ODIN: A Single Model for 2D and 3D Segmentation (2401.02416v3)

Published 4 Jan 2024 in cs.CV, cs.AI, cs.LG, and cs.RO

Abstract: State-of-the-art models on contemporary 3D segmentation benchmarks like ScanNet consume and label dataset-provided 3D point clouds, obtained through post processing of sensed multiview RGB-D images. They are typically trained in-domain, forego large-scale 2D pre-training and outperform alternatives that featurize the posed RGB-D multiview images instead. The gap in performance between methods that consume posed images versus post-processed 3D point clouds has fueled the belief that 2D and 3D perception require distinct model architectures. In this paper, we challenge this view and propose ODIN (Omni-Dimensional INstance segmentation), a model that can segment and label both 2D RGB images and 3D point clouds, using a transformer architecture that alternates between 2D within-view and 3D cross-view information fusion. Our model differentiates 2D and 3D feature operations through the positional encodings of the tokens involved, which capture pixel coordinates for 2D patch tokens and 3D coordinates for 3D feature tokens. ODIN achieves state-of-the-art performance on ScanNet200, Matterport3D and AI2THOR 3D instance segmentation benchmarks, and competitive performance on ScanNet, S3DIS and COCO. It outperforms all previous works by a wide margin when the sensed 3D point cloud is used in place of the point cloud sampled from 3D mesh. When used as the 3D perception engine in an instructable embodied agent architecture, it sets a new state-of-the-art on the TEACh action-from-dialogue benchmark. Our code and checkpoints can be found at the project website (https://odin-seg.github.io).

References (61)

Citations (2)

View on Semantic Scholar

Summary

The paper presents a unified transformer-based model for fusing 2D and 3D instance segmentation, achieving competitive results on multiple benchmarks.
It alternates between 2D within-view and 3D cross-view fusion, employing positional encodings to effectively distinguish features.
The model supports practical applications such as embodied agent integration and raw sensor data processing for responsive AI systems.

Overview of ODIN

ODIN--an acronym for Omni-Dimensional INstance segmentation--is an innovative model pioneering in the field of both 2D and 3D perception using a transformer structure. Leveraging a sophisticated architecture, ODIN is proficient at integrating information within a single view and across multiple views to deliver instance segmentation and labeling. A key differentiator of this model is its proficiency in parsing multiview RGB-D sequences as well as single RGB images, embracing an approach that intertwines 2D and 3D fusion during the processing stages.

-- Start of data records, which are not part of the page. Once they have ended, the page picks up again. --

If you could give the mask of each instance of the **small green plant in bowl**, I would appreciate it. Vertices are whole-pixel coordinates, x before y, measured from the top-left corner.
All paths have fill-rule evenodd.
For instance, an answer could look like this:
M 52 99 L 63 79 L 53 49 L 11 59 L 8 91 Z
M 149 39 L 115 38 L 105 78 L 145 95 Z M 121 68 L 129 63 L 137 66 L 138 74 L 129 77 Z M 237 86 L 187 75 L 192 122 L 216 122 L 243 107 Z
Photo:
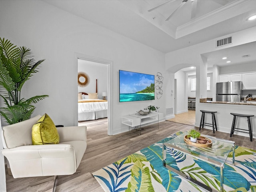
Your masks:
M 194 129 L 191 130 L 188 134 L 188 137 L 190 137 L 190 140 L 192 142 L 196 142 L 197 138 L 199 137 L 200 135 L 200 133 Z M 195 139 L 193 140 L 193 138 Z M 194 141 L 195 140 L 195 141 Z
M 148 110 L 150 113 L 151 111 L 156 111 L 156 110 L 158 109 L 159 108 L 158 107 L 154 106 L 154 105 L 150 105 L 149 106 L 148 106 L 144 109 L 145 110 Z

Transcending Model Boundaries

The prevalent belief in the separation between 2D and 3D perception due to distinct model requirements has been a constraint in the field. ODIN steps beyond these boundaries, showcasing a unified model that navigates through both 2D RGB images and 3D point clouds with remarkable finesse. This is evident in the model's ability to impressively handle the ScanNet200, Matterport3D, AI2THOR, ScanNet, S3DIS, and COCO benchmarks. By alternating between 2D within-view and 3D cross-view fusion, ODIN distinguishes 2D and 3D features through positional encodings, reflecting pixel coordinates for 2D inputs and spatial coordinates for 3D inputs.

Method and Architecture

Delving deeper into ODIN's method, it features a design that cycles between 2D fusion within individual image views and 3D attention-based cross-view fusion. These stages are essential for achieving consistency in representations across various angles. The model ingenously repurposes 2D features to maintain 3D perspective, creating a resilient processing flow that unifies the advantages of both dimensions. Particularly noteworthy is the model's shared majority of parameters across RGB and RGB-D inputs, utilizing the strengths of pre-trained 2D backbones.

Impact and Applications

ODIN's significance lies in its performance and practical implications. It has set new benchmarks in 3D instance segmentation and displayed competitive prowess across diverse datasets. An instructive application has seen ODIN embedded within an embodied agent architecture, paving the way for efficient and intuitive human-machine interaction. Moreover, the ability to process raw sensor data in contrast to pre-processed meshes allows for more dynamic and responsive AI systems.

A Glimpse into the Future

The research presents a compelling case for unified 2D and 3D perception models. By catering to the nuanced needs of both dimensions within a singular framework, ODIN presents an avenue for more integrated and powerful AI-driven perception systems. The model and its source code offer a valuable resource for the community to further this line of innovation. DispatchQueue Prospects for further improvement in noise resilience and cross-dataset training suggest that ODIN is just the beginning of a transformative journey in the field of AI-driven perception.